Parents are to receive special training as part of a crackdown on bullying, it has emerged.
Adults will be expected to teach children about the problem behaviour after attending courses paid for by the education department.
A total of €40,000 are earmarked to deliver sessions for parents by the end of the year. The Irish National Teachers’ Organisation (INTO) estimates up to 40 per cent of nine-year-olds have been victimised.
Minister for Education Ruairí Quinn said: “Bullying is not a problem schools can or should be left to tackle alone. Parents, families and the wider community have an important role to play in tackling all forms of bullying and in teaching children how to manage relationships, be resilient and have empathy for others.”
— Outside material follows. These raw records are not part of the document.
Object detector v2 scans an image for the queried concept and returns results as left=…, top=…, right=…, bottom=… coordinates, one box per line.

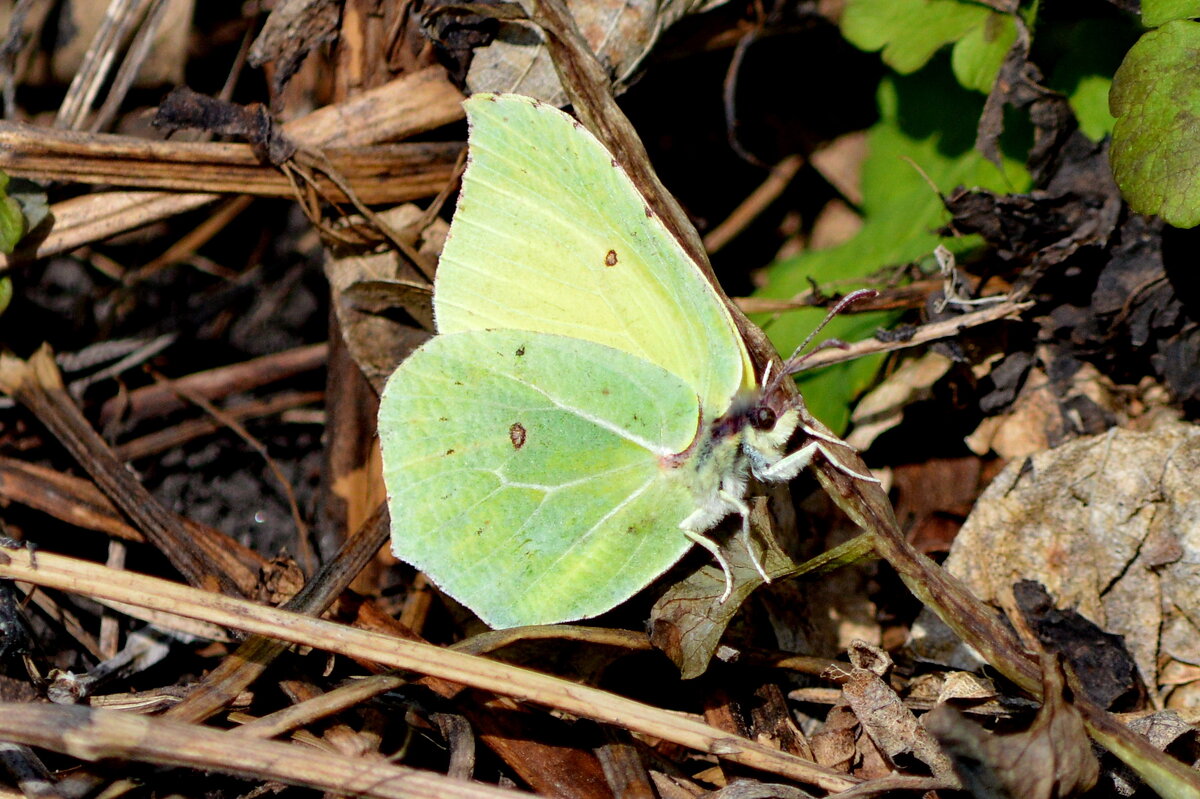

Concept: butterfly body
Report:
left=379, top=95, right=854, bottom=627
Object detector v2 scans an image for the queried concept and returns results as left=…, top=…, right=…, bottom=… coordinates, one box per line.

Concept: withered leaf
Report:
left=923, top=657, right=1100, bottom=799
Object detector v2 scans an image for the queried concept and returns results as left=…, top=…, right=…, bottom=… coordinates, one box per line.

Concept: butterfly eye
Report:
left=750, top=405, right=779, bottom=429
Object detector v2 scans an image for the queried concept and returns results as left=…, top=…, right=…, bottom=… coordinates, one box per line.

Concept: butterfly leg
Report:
left=756, top=425, right=880, bottom=483
left=680, top=528, right=733, bottom=597
left=718, top=491, right=770, bottom=583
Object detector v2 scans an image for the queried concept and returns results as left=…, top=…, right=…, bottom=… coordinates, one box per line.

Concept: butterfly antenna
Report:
left=775, top=289, right=880, bottom=380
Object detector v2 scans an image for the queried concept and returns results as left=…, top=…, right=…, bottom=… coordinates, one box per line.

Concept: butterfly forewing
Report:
left=379, top=330, right=700, bottom=627
left=434, top=95, right=752, bottom=416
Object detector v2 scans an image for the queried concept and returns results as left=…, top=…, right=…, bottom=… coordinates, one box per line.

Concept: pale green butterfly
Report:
left=379, top=95, right=863, bottom=627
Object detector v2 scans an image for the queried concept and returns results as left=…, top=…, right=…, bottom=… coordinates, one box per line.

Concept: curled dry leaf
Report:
left=912, top=422, right=1200, bottom=690
left=325, top=205, right=446, bottom=391
left=923, top=659, right=1099, bottom=799
left=841, top=642, right=950, bottom=776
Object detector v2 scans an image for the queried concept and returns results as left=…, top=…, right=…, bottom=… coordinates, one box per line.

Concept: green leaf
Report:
left=1037, top=14, right=1140, bottom=142
left=1109, top=20, right=1200, bottom=228
left=1141, top=0, right=1200, bottom=28
left=0, top=172, right=25, bottom=253
left=755, top=67, right=1030, bottom=432
left=950, top=13, right=1016, bottom=94
left=841, top=0, right=1016, bottom=94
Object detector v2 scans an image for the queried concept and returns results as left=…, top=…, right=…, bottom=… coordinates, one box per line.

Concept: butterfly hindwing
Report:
left=379, top=330, right=700, bottom=627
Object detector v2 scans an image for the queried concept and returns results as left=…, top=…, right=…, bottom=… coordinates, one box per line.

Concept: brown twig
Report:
left=0, top=549, right=857, bottom=791
left=100, top=344, right=329, bottom=425
left=0, top=346, right=245, bottom=596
The minister said the anti-bullying parent training programme will be available nationwide. It will be a two-and-a-half hour session that helps parents support their children with issues of bullying and informs them about new anti-bullying procedures for primary and secondary schools.
Aine Lynch, chief executive of the National Parents Council Primary, said: “Parents play a key role in supporting their children and the local school and this investment in parents will allow them to fulfil that role in a more informed way.
“We urge all parents in primary and post-primary schools to attend the training and support their children and schools in tackling bullying behaviours.”
The INTO has called for cyber, homophobic and racist bullying to be universally recognised. It also recommended planning new playgrounds to allow more effective supervision.